3. Signing Corey Linsley allows the LA Chargers to fill other roster needs as well
One thing is for certain. I would much rather the LA Chargers pay Linsley around $10 million per season to snap the football to Justin Herbert than overpay for another veteran defensive free agent because that would be the other move.
Linval Joseph was solid last year but very well could see the same regressions that other veterans see in the last year of his deal. Chris Harris was injured and was not that good and Casey Hayward, who was already with the team, really regressed.
The last thing the team needs is to sign a veteran off of his namesake and overpay him much like the Arizona Cardinals did with J.J. Watt (who I wanted in LA but for a cheaper price). The Chargers’ biggest other needs is cornerback and edge rusher and I really do not want to see the team strike a deal with someone such as Patrick Peterson.

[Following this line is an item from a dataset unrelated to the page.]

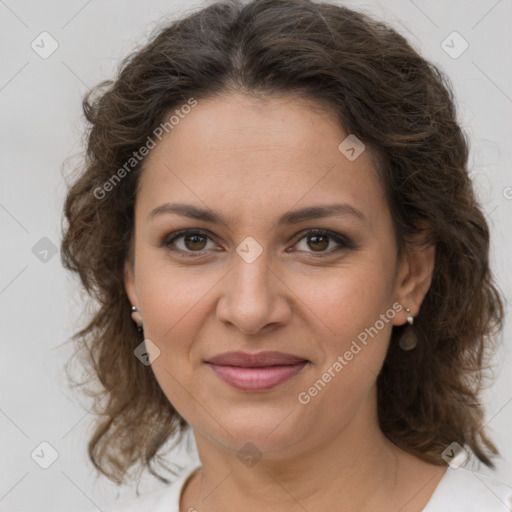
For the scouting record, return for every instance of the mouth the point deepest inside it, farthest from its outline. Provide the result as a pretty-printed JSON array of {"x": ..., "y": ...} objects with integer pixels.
[{"x": 256, "y": 372}]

Thus, the team can pay Linsley and that is one less roster spot that the team needs to worry about on draft night. That essentially opens another selection for the LA Chargers to pick a young edge rusher or cornerback that can really help the team in 2021 as well as blossom into something special down the stretch.
Plus, signing Linsley may make the team more comfortable in not selecting a second offensive lineman as early. It could be something like a first-round tackle, second-round corner/edge, third-round edge/corner and then the second third-round pick could be that offensive lineman.
That is exactly what happened in the mock draft above as we landed a starting-caliber guard in Aaron Banks with the second pick of the third round.